Conference media days are happening, which means the college football season is getting close. You have a few constants every year at these things. Nick Saban talks about how much he hates everything and everybody, Dabo Swinney says some silly things, Jim Harbaugh goes after Urban Meyer.

And of course how could you forget Gary Patterson taking shots at… Paul Chryst?

During Big 12 Media Days, the TCU head coach talked about the game plan to beat Wisconsin in the Rose Bowl eight years ago when Chryst was the offensive coordinator for the Badgers. Patterson said he heard Chryst was going for the offensive coordinator job at Texas. He expected Wisconsin to throw the ball more than usual for Chryst to showcase his coaching talent to the Longhorns.

I remember this game well, and Wisconsin ran the ball a ton.

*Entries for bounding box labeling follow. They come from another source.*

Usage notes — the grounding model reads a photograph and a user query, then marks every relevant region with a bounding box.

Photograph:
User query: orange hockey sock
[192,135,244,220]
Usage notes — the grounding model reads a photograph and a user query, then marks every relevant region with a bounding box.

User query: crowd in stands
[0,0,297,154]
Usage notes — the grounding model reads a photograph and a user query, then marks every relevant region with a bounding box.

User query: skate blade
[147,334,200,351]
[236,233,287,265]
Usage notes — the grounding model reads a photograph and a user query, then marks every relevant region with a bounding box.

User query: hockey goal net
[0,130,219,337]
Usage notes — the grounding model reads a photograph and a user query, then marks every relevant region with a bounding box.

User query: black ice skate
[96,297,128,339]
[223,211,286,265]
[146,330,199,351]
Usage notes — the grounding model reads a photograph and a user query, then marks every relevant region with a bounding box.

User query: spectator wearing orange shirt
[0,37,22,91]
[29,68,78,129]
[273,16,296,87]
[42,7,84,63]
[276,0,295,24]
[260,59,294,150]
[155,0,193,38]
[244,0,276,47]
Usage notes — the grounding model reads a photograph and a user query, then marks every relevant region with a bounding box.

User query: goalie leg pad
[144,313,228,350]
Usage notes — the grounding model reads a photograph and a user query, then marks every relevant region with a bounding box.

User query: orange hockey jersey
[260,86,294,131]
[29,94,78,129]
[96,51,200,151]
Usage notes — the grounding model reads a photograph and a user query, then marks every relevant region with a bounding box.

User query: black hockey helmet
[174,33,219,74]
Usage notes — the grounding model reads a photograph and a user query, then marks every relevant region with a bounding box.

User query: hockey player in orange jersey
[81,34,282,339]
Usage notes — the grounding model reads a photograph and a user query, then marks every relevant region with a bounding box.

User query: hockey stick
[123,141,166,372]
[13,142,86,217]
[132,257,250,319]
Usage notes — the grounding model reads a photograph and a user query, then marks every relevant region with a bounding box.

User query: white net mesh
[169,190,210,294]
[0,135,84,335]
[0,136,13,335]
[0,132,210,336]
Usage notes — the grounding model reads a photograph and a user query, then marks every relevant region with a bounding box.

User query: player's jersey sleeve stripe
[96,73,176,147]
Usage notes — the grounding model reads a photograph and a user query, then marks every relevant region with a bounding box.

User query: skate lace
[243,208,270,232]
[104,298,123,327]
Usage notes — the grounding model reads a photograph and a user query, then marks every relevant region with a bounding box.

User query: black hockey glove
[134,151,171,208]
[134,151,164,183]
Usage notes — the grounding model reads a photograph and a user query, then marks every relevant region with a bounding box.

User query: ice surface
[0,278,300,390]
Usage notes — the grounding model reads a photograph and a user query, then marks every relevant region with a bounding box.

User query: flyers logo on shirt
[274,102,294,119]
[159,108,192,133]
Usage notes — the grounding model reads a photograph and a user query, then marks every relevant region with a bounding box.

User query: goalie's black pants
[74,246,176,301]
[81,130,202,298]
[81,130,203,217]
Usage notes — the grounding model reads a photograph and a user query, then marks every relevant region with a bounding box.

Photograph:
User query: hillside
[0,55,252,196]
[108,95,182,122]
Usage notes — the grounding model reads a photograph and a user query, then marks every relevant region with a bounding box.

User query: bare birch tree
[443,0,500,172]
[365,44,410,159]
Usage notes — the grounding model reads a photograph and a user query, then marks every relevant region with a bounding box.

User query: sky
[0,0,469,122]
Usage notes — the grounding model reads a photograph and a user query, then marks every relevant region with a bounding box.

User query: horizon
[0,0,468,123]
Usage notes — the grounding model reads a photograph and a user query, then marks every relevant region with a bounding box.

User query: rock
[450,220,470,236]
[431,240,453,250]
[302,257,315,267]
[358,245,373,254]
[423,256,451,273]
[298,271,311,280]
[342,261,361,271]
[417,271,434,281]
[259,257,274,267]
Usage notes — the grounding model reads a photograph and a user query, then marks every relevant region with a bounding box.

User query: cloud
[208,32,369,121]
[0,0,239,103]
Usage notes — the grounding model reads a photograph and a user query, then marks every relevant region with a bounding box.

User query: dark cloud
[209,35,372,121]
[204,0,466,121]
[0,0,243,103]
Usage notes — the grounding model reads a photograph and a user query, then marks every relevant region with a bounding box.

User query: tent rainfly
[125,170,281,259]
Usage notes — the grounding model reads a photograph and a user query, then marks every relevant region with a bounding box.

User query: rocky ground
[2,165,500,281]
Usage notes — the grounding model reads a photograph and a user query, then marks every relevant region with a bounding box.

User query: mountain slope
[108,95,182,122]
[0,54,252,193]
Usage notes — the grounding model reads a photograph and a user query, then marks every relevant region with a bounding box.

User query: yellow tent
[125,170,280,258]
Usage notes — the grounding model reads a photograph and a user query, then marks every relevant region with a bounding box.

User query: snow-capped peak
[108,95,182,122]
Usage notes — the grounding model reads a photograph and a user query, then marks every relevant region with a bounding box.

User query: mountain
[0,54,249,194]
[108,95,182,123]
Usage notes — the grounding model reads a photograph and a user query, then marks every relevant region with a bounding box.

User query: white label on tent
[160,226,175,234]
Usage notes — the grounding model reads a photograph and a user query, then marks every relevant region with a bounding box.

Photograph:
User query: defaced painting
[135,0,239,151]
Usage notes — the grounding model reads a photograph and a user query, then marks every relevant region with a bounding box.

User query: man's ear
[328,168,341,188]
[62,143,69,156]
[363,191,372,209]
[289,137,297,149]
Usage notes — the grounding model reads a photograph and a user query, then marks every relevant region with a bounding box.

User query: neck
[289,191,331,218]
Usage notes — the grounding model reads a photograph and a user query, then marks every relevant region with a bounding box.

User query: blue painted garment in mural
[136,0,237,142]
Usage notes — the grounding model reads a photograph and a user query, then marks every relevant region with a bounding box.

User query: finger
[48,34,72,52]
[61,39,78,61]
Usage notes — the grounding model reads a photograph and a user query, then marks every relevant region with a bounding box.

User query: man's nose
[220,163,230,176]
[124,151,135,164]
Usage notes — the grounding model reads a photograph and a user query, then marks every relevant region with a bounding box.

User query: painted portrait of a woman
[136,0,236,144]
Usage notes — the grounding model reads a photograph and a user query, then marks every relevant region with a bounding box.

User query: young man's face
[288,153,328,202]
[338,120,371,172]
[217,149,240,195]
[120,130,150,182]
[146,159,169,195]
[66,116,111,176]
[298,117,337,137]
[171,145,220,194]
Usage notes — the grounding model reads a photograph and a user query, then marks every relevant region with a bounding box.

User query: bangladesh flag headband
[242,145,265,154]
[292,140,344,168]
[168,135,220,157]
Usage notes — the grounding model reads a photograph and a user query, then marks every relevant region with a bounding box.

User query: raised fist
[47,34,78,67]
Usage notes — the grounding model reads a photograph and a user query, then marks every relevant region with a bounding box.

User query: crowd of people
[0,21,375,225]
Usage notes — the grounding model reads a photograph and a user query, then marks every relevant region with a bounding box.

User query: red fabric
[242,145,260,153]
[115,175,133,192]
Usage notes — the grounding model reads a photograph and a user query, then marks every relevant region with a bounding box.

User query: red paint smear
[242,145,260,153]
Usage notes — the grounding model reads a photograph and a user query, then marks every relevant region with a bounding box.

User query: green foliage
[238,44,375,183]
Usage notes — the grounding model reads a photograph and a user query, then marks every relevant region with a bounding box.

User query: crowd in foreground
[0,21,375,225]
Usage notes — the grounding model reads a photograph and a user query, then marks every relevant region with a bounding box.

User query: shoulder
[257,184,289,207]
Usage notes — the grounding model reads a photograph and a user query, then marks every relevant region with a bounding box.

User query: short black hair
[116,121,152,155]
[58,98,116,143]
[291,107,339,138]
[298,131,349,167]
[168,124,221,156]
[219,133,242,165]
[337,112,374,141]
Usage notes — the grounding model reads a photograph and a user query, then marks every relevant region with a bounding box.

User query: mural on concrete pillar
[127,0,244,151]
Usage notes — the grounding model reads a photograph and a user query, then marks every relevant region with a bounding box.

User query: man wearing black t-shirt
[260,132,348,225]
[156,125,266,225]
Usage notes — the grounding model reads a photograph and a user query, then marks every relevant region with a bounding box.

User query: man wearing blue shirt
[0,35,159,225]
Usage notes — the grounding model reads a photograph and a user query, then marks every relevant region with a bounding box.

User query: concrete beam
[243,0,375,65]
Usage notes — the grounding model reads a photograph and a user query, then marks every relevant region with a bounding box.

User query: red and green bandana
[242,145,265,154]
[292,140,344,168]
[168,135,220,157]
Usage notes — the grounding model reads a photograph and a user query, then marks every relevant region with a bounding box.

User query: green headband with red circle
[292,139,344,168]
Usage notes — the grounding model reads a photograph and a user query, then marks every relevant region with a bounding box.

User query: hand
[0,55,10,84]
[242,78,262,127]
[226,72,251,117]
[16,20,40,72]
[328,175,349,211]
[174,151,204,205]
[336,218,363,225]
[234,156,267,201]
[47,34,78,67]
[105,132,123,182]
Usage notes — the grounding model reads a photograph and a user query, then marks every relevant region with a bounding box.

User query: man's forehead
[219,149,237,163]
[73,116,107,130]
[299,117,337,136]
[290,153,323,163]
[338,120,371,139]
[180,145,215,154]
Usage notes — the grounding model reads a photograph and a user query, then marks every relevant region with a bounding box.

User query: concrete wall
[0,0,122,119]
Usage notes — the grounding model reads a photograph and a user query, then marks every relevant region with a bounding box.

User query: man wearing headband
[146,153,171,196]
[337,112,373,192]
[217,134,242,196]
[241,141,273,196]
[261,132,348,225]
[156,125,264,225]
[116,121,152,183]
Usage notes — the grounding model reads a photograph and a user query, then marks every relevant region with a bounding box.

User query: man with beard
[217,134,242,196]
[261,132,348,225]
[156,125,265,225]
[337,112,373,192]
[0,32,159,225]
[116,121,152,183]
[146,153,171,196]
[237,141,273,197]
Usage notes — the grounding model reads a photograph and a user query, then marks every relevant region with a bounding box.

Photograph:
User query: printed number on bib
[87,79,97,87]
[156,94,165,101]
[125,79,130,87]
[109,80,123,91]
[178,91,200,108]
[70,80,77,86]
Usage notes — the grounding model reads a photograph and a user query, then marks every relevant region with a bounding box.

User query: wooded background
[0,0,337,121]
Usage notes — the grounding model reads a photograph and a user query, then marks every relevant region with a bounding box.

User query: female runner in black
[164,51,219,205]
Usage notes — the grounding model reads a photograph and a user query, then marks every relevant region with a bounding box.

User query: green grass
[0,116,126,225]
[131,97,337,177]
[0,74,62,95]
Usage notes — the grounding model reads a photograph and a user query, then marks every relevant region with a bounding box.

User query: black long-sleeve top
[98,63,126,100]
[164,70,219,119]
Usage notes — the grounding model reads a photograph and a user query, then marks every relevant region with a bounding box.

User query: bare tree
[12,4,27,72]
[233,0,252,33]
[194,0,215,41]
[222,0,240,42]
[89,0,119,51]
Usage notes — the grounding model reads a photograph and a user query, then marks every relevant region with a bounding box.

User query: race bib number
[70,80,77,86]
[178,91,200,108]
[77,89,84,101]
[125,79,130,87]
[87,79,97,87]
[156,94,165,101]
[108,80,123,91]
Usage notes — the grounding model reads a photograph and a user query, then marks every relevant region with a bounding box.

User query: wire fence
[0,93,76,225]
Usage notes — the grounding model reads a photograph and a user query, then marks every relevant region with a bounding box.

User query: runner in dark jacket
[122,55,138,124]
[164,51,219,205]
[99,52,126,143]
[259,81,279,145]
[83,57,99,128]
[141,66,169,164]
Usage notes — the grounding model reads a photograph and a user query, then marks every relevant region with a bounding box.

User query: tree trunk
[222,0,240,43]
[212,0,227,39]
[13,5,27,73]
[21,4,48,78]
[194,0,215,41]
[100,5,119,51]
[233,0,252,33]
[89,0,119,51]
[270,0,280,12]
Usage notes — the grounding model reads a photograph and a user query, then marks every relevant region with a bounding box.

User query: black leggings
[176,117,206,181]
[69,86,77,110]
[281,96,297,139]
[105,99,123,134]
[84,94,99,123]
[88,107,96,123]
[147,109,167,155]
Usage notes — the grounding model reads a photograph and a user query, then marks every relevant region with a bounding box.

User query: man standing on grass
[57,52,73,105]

But yes, they should’ve run more even with 33 carries between Montee Ball and John Clay, as both averaged at least 6 yards per carry in the game. And Scott Tolzein completed just 12 of 21 passes.

Wisconsin had the clear advantage of running the ball that day and should have done so on every play until it was stopped. Despite all that, there is no way Patterson’s claims are accurate in this.

Ultimately Chryst did not get the job at Texas, but if we believe what Patterson said to be true you have to believe some crazy things.

This was Wisconsin’s no-mercy season when the Badgers were on a mission to embarrass people, scoring 70 or more points three times including an 83-20 win over Indiana. Why change the offense when it was clearly working all season long? You would think going away from what makes an offense successful would be a bad thing as Texas is evaluating potential offensive coordinators.

And would Texas really be swayed that much by one game? Would the Longhorns look at Chryst like a guy who runs a pass-happy offense, slingin’ the ball all over the yard? Of course not. Run the ball a ton, then surprise with a play-action pass. It’s what Chryst had done for years to that point. It’s what he does today.

So for you to believe Patterson, you would agree Chryst made the decision to go away from the offense that held a school record with 41.5 points per game in order to show Texas he is in love with the passing game.

Everything about that thought is dumb.

It will be interesting if Chryst ever has a response to this. He never says anything interesting unless he’s taking shots at Miami’s turnover chain, so he certainly will not create any headlines. I haven’t seen anybody asked him, but I’m guessing the response would be something like this.

“Yeah, it’s all about the process and preparing for each game. It’s just another opportunity to get better one snap at a time.”

That answer just put you to sleep and you may not even remember what the original question was. It’s the Paul Chryst Way.